Anyway, what do you all have to say? Dinner or Dessert in two Ingredients or less? I am thinking kind of vegan, as I said. And I think you or whoever is the author would really be skillful if you had one for soup. How do you make soups in 2 and - ingredients? And yes I know you can just toss a steak on the grill. So none of that. That’s cheating;).

Thank you in advance to all who share:).

Do we have to count salt/pepper and cooking oil/butter in the list?

I would say no. But hey, challenge yourself. Exclude that too, if you want:).

Dinner (vegan) Boil cut pasta in salted water and toss with a can of rinsed small white beans. Lightly drain the pasta so some of the cooking water clings. Stir, so that some of the beans break open and get creamy while others remain whole. Finish with liberal grinds of pepper.

Dessert (non vegan) Hull large fresh strawberries and pipe whipped cream (either unsweetened from homemade or sweetened from a can) into the center of the berry.

Dessert: Pie and ice cream. That’s two ingredients.

:smiley:

Dinner: Special K, milk

Dessert: Cap’n Crunch, milk

:wink:

I know a guy who eats buttered noodles for dinner a lot. 2 ingredients - butter and pasta.

I imagine you could make a lot of sherberts or sorbets. Frozen melon or berries or whatever and a spoonful or two of sugar or honey and blend it up.

Strawberries dipped in chocolate.

Two or less I don’t know anything about. Now if you had asked me about two or fewer…

You would know as much since english uses less and fewer interchangeably for count nouns but only less for mass nouns.

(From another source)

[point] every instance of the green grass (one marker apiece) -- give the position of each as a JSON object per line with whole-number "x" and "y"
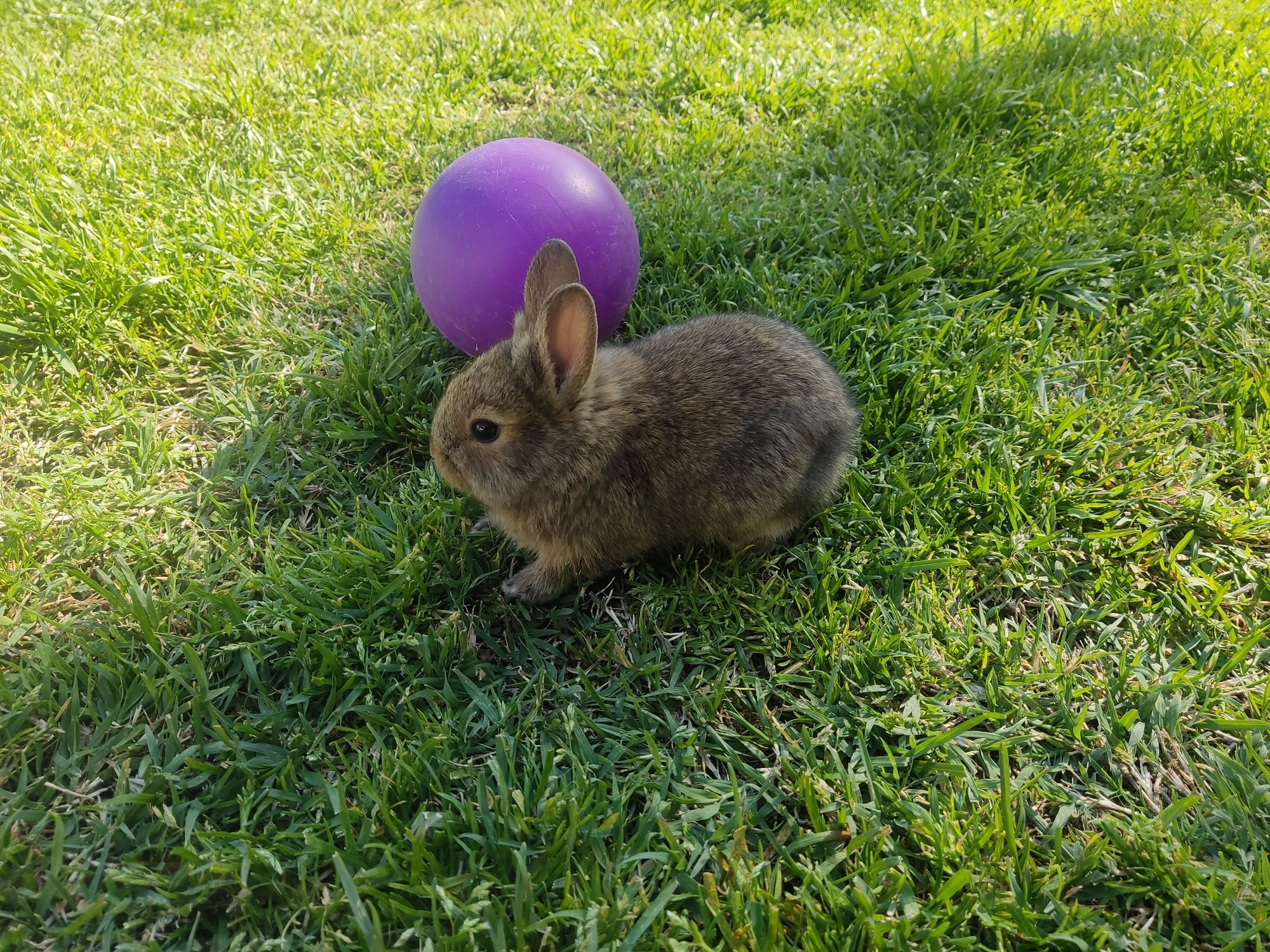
{"x": 258, "y": 690}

My coworker showed me this one earlier in the month: Take a date, remove the pit, and add a walnut where the pit had been. Eat and repeat.

Take a date, remove the pit, add cream cheese.

Open a can of mango pulp, mix with buttermilk: Mango Lassi.

Dessert: Cheese and apples. Preferably a chevrot and a SweeTango.

3-4 pound beef roast, liquid from a large jar of pepperoncinis. Crock pot low for 9 hours. Shred with 2 forks, done.
2 ingredients. You can complicate the recipe, but you don’t have to.
(ETA: For sandwitches you’re going to want to add rolls. And the peppers you saved from the jar. And mozzarella. And on…)

I would say “ingredients” is a count noun. They’re in a list you can count. You know, like grocery items in the “ten items or fewer” lane?

Breakfast:

Fage yogurt
Honey

Lunch:

1 ripened goat cheese
1 small baguette

Split the baguette lengthwise, shmear the goat cheese all along its length.

Dinner:

Pink beans baked slowly for 3-4 hours, wrapped up in a
Flour tortilla

Steak and Lawry’s Garlic Salt

Correct. Ingredients is a count noun so either less or fewer can be used.

This recipe has fewer ingredients than I remember.

This recipe has less ingredients than I remember.

This bowl has less cookie dough than I remember.

*This bowl has fewer cookie dough than I remember.

Sorry, didn’t read carefully. I don’t think your rule is the only one.

Last night, my lovely cooked winter squash, with butter on top, and marinated fish pan fried. Does that qualify?

Beat me to it, although I substitute cake for pie. I’ll just add:

Popcorn + butter. (Add salt only if needed) A perfectly lovely dinner.